Review

Review

Al Jourgensen: 'The Wicked' Soundtrack - CD Review

Although probably one of the straight-up goofiest sex 'n' gore flicks I've seen in a while, Wicked Lake actually had some very good things going for it: four seriously hot pagan-type chicks who take their clothes off and make out with each other a lot; Mark Senter sporting a puffy pink shirt and trying his damnedest to unseat Crispin Glover from the throne of Almighty King Wackjob; and of course the immortal line “Suck the nub!” which ranks right up there with Brando's “I cudda been a contendah” speech from On the Waterfront. But most of all, Wicked Lake gets its nut-bucket groove on with some ace tunes, courtesy of Ministry founder Al Jourgensen and the gang at his very own 13th Planet Records.

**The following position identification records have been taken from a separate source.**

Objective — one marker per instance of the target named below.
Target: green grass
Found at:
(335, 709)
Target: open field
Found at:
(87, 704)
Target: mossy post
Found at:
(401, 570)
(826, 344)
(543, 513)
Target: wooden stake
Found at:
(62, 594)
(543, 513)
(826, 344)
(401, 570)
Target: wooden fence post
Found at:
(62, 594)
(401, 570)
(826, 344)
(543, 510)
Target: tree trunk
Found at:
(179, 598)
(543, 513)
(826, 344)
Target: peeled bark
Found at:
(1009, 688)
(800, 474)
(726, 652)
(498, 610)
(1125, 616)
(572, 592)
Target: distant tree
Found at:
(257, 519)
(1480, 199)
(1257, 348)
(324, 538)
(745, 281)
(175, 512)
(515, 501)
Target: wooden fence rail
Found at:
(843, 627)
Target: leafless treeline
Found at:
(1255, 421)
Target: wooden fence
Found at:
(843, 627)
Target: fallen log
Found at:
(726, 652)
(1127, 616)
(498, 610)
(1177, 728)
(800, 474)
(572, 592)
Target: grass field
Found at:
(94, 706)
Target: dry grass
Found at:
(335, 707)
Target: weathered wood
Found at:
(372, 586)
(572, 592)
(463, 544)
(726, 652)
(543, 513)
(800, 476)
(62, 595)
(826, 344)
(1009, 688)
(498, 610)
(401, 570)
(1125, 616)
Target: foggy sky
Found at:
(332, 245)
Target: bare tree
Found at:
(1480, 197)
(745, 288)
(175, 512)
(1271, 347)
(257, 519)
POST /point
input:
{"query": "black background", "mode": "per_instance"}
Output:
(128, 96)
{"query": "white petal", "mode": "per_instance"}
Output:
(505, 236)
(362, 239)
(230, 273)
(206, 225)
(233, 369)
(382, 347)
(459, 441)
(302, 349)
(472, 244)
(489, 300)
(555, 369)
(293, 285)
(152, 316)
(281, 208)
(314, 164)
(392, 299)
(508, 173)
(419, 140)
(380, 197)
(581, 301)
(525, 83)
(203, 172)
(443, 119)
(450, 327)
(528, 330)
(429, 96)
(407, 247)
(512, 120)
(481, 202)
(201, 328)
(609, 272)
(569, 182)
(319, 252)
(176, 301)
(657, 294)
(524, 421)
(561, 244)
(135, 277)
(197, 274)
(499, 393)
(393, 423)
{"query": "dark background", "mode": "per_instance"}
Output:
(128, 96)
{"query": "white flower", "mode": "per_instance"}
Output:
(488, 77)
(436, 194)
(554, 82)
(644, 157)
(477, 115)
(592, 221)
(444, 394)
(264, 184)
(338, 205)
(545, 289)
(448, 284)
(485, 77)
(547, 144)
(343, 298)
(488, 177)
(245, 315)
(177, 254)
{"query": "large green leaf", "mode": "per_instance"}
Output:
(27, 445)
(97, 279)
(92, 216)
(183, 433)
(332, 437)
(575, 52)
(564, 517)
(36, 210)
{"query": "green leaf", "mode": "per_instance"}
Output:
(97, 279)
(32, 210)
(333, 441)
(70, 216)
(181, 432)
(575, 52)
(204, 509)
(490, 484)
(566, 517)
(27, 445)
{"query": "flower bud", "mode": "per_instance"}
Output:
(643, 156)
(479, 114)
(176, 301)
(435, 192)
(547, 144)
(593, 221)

Created by Uncle Al and his wife Angie to distribute the final releases from now-retired Ministry and Al's parallel project Revolting Cocks – as well as other industrial-metal heavyweights like Prong and newer projects like False Icons – 13th Planet has quickly grown into a thriving stable of like-minded artists, with recording facilities near Jourgensen's ranch home in El Paso, Texas. The soundtrack to Wicked Lake plays very much like a 13th Planet sampler, and demonstrates a great diversity of talent that grabbed me by the boo-boo on the very first spin.

 

The tracks are mainly divided up by the artists involved, rather than by the order in which they occur during the film – which actually works well, because the mood and tone of the music shifts noticeably with each new band, sticking around just long enough to leave a strong impression and less jarring than, say, juxtaposing an ambient mood piece against a full metal hinder-grinder. The only exception to the pattern is Ministry, whose tunes are scattered across the album at key points.

 

The Ministry tracks include two cuts from Cover Up, the band's only all-covers album: a gritty, raunchy cover of “Bang A Gong” that manages to out-sleaze the T. Rex original, and a big, boisterous rendition of Golden Earring's “Radar Love” that played well against the movie's road scenes (in which a truly awesome classic Chevy gets some screen time). Unfortunately their chilling and surreal take on the old Louis Armstrong standard “What a Wonderful World” which accompanied the film's closing credits (and another great nude scene from our four co-stars) is missing from this collection, which is a damn shame... that one is seriously creepy.

 

But at least we get two more excellent Ministry tracks on top of that: instrumental “Khyber Pass” from the recent remix album Rio Grande Dub – a track that ranks among the band's moodiest, most cinematic work – and the never before released “Cuz U R Next,” which is not only an excellent song but also marks the last recorded work of the supremely gifted Paul Raven, who lent his distinctive heavy stamp to bands like Prong and Killing Joke before his untimely death last year.

 

Also on the heavy side, we get two beefy tracks from Prong's 2007 release Power of the Damager (including the badass “Can't Stop the Bleeding”), the brain-searing math-metal of Meshuggah's “Combustion” (from recent album ObZen), old-school thrash from Hemlock, and the ground-shaking death metal of Threat Signal. On the more meditative end of the spectrum (and to accompany the movie's new-agey lesbian make-out scenes) fall the trance-rock rhythms of Ascension of the Watchers (which features John Bechdel from Prong, Fear Factory and many other acts) and Laika & The Cosmonauts. Bridging the harder and softer styles is the electro-metal of False Icons (Bechdel's newest project) and two porno-riffic cuts from Revolting Cocks, including new track “HookerBot3000” from upcoming album Sex-O Olympic-O.

 

With the exception of “Cuz U R Next,” all of the tracks here can be found on other releases, but fortunately this CD doesn't come across as just another one of those “music inspired by the motion picture” whore-jobs that the big studios love to foist on the public. These songs really did add a lot of eccentric character and richness to what is essentially a quirky low-rent exploitation flick, making it a lot more memorable than it might have been otherwise (okay, the boobies helped a lot). Detached from the film, you can feel the raw energy emanating from these tracks, and you may find yourself seeking out more – I particularly grooved to the sounds of False Icons (who just released their first album God Complex last month), and “Khyber Pass” got me interested in picking up Rio Grande Dub.

 

We may never see or hear the likes of Ministry again, and Al's probably passing on the RevCo baton as well, since he's officially sworn off touring to devote his time to the label and his studio-based projects... but listening to this CD made me believe there could still be interesting times ahead in the post-Ministry era, and I especially hope that includes more movies.